May 11 is just beside the corner and the time is running out for the artists of each participating country of the 58th Venice Biennial. Already known the initiative of the Brazilian Pavilion -constituted by the duo Bárbara Wagner & Benjamin de Burca with the curatorship of Gabriel Pérez-Barreiro- and the Chilean Pavilion -conceived by the artist Voluspa Jarpa and the curator Agustín Pérez Rubio-, Argentina Pavillion gives some details of El nombre de un país (The name of a country), a project developed by artist Mariana Telleria and art historian Florencia Battiti, curator of the Argentine Pavilion.

Processo: Nome Di Un Paese, 2019.

KNOW THE PROPOSALS OF THE LATIN AMERICAN COUNTRIES AT THE 58TH VENICE BIENNIAL!

  

The selection of this duo for the representation of the South American country in the Venice Biennial was carried out, for the first time in the history of the country, through a public and open call, managed by the Argentine Foreign Ministry through the Directorate of Cultural Affairs. 68 were the pre-projects sent by artists from all over the country. Among them, El nombre de un país.

Under an "punk frankesteinean" aesthetic, the seven sculptures -of enormous dimensions, by the way- that make the project are presented as a sort of record, or archive, that witness transformation. The religious iconography, on the one hand, and the elements and objects of popular culture, on the other, are inserted in the same universe ruled by fashion, waste, spectacle and nature. They live there, in "the same horizontal hierarchy".

"In these sculptures I am interested in working from the shape of each one of the things and pointing out, in some way, that the only natural thing is, in reality, the chaotic coexistence between living and inert objects, between culture and nature, between order and destruction -explains Telleria-. Each thing has its soul, its formal imprint and its material history. There is tragedy in everything, but in everything there is also something of life ".
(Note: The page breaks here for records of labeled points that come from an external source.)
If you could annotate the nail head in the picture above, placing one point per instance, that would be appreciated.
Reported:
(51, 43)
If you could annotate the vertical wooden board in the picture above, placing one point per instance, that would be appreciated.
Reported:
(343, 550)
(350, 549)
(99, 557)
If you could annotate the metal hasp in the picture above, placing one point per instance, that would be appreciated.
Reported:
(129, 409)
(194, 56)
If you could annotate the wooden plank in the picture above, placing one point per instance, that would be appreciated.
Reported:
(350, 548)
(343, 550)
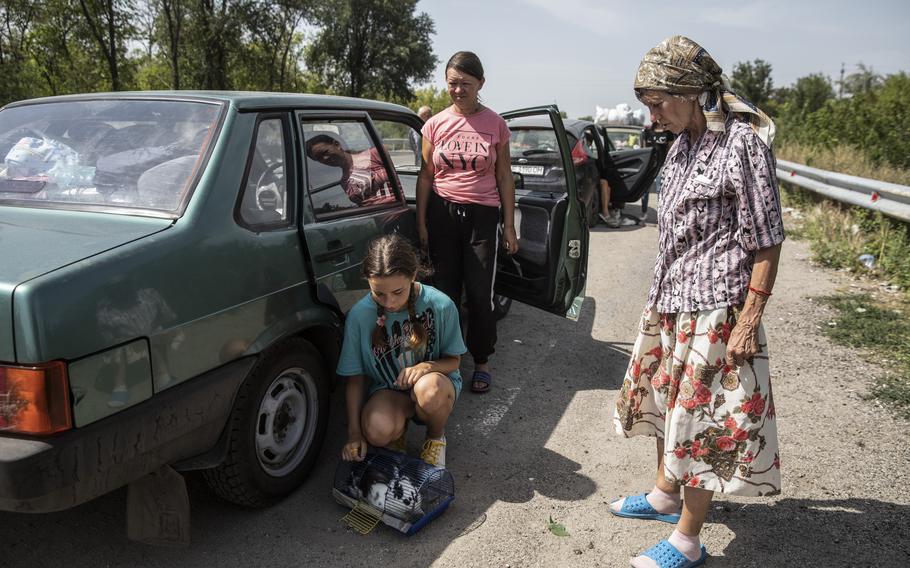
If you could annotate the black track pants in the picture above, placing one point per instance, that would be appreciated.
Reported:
(463, 239)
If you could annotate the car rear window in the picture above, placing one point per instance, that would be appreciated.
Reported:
(531, 142)
(119, 154)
In relation to the project that is being mounted in the Weapons Room, Arsenal, Battiti warned that "when the artworks of Telleria put things (and their imaginaries) in relation to other things (and with other imaginaries) they trace unsuspected connections between the various signifiers of our culture (the sacred, the domestic, the urban, the natural), igniting by friction, by contact, new differences of meaning ". In this context, it is evident that the dialogue between the cultural and popular imaginaries that the artist from Santa Fe province develops is characterized by drawing conetcions between horizons that the viewer always believed parallels.

As a representation of the Argentine Pavilion, the name of a country is not only a work that participates in the 58th Venice Biennial but it is also a symbol and manifestation of the standards that sustain the democratic selection processes for this type of activities.